During the protests, drivers have told CLB that they have tried to be restrained – some drivers said they would rather commit suicide than carry out road-blocking tactics and others wanted to take the case to court instead. However, no local lawyer has been found that will dare to take on the case.
CLB called Dazhou Municipal Government for government views on the case, but officials refused to discuss the case in details. Officials commented that, “sacrifices must be made during reforms”. Government staff also told CLB that the strikers were “just making trouble”, and announced that “no matter what complaint they let loose, it will be dealt with by the local government” [and resolved in favour of the local government].
The drivers meanwhile have confided in CLB that they will not give up their struggle without a fight, as one day they may succeed, and if they can succeed in Dazhou, it will mean a success for taxi-drivers nation-wide.

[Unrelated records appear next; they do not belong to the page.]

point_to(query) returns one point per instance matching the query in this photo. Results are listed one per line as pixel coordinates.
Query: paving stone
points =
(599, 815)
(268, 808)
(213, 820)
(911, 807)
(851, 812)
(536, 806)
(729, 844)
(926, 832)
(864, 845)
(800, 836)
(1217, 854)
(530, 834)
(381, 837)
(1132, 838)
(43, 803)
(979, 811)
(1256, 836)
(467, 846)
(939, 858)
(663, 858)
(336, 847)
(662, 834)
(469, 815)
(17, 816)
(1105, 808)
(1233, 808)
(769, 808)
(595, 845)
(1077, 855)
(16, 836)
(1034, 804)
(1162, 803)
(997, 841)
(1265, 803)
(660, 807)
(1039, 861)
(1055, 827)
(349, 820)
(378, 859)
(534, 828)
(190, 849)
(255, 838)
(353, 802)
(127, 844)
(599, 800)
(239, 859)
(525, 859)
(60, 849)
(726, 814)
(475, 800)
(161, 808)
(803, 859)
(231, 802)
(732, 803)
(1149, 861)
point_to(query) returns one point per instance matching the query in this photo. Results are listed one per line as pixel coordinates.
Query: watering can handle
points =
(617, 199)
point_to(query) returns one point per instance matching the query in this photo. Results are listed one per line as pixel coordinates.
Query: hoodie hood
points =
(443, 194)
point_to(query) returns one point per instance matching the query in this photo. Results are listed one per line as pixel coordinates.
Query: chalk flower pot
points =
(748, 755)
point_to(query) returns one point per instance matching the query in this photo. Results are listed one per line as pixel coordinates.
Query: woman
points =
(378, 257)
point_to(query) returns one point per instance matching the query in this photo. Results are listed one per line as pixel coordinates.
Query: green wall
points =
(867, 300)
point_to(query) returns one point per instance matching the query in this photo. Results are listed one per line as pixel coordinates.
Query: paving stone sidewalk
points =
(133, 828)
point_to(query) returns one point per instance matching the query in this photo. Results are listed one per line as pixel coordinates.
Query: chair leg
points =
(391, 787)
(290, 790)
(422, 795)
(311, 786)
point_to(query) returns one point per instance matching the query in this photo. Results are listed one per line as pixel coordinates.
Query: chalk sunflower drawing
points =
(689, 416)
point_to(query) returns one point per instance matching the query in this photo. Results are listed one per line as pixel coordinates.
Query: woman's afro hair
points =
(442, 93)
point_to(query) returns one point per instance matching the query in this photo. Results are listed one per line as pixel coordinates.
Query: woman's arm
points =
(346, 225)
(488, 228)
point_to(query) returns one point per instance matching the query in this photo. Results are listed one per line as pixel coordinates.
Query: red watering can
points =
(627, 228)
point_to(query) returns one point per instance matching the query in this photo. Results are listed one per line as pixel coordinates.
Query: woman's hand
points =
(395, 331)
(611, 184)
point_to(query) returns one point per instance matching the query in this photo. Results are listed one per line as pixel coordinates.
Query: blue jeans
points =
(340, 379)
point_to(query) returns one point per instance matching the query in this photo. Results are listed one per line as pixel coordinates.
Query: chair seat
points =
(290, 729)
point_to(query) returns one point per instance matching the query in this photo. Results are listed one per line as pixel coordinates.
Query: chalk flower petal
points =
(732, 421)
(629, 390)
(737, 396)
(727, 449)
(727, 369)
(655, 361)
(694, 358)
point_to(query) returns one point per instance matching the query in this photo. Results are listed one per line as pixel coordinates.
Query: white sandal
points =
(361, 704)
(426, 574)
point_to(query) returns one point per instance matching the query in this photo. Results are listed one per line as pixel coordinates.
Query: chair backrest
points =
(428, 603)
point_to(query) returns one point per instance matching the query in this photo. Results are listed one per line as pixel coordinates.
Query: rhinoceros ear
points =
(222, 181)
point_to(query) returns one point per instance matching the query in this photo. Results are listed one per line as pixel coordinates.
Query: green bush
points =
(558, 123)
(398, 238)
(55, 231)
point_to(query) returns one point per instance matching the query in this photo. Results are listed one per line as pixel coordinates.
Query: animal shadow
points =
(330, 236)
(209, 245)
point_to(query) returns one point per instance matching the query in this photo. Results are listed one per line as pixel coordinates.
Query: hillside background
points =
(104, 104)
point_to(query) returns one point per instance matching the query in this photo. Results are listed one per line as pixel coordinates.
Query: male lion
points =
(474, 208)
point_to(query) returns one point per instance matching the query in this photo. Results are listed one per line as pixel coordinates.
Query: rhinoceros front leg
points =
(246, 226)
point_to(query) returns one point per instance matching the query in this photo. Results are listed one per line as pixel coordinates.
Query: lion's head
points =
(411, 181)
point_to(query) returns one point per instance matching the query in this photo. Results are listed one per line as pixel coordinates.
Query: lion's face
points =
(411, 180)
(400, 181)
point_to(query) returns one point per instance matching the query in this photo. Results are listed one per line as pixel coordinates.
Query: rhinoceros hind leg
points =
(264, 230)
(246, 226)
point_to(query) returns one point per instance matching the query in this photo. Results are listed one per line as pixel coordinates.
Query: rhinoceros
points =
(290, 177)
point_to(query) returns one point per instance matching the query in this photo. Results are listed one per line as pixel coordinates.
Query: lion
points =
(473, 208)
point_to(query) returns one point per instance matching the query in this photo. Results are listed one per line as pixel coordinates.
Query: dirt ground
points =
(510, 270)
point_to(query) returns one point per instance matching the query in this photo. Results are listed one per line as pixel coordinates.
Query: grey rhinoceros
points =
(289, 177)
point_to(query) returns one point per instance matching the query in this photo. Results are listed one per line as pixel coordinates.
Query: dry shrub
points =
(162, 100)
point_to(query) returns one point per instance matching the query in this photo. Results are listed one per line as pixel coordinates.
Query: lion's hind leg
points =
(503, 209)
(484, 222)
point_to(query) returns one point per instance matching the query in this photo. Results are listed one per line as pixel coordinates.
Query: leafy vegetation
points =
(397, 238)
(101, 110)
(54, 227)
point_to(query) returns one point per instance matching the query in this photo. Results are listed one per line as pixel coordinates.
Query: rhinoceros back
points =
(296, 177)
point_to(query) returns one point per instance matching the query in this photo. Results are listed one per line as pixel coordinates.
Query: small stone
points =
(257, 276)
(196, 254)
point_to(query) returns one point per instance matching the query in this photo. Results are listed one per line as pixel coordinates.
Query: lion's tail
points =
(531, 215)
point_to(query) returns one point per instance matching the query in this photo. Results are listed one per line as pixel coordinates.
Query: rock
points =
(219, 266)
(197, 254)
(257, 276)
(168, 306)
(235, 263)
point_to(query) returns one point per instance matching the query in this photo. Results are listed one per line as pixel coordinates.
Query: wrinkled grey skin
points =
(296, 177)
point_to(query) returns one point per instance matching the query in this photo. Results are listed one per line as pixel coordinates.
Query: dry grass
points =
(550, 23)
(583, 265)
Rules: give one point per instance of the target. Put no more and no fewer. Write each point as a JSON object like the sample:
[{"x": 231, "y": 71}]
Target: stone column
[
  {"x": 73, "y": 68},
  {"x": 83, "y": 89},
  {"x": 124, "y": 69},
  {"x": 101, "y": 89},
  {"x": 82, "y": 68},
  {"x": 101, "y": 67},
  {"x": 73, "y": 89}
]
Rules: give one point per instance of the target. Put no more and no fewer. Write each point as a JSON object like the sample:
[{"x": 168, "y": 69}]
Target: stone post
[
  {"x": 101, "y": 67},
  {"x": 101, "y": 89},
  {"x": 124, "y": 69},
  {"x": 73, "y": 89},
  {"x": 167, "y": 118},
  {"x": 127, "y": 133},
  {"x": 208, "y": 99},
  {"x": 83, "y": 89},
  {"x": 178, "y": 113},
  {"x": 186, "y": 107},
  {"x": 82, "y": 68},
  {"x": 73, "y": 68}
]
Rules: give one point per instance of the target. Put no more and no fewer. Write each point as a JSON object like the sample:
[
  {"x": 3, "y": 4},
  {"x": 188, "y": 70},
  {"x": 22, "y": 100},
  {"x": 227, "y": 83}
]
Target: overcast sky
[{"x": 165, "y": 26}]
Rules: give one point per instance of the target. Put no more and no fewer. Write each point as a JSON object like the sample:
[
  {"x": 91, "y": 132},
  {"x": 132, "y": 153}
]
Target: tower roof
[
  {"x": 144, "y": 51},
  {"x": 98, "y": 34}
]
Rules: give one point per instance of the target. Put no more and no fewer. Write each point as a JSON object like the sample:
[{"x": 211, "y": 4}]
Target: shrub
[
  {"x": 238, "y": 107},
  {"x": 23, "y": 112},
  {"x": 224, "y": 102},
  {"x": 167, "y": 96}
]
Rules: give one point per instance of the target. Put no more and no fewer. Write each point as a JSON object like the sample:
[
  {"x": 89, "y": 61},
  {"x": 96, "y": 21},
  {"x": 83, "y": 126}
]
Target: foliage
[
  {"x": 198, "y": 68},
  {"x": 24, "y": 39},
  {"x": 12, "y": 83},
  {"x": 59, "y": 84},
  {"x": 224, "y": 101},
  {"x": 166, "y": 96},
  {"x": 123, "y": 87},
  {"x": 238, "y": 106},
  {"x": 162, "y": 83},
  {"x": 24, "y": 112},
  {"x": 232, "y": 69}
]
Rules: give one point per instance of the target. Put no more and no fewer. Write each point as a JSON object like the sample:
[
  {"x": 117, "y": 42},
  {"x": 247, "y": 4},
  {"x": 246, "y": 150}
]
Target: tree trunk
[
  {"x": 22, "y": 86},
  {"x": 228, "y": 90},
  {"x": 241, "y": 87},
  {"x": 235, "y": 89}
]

Note 1: The new policy will have a huge impact on both taxi-owners and drivers. As both taxi’s and the TOCs are very expensive, generally a family may own the taxi and their family members work in shifts or rent it out some of the time to drivers who cannot afford buying one. If the government takes away one TOCs, it may affect several families at the same time who all rely on the taxi as the main form of income. As the number of drivers is then higher than owners and the two are often interchangeable, the term “drivers” has been throughout this article.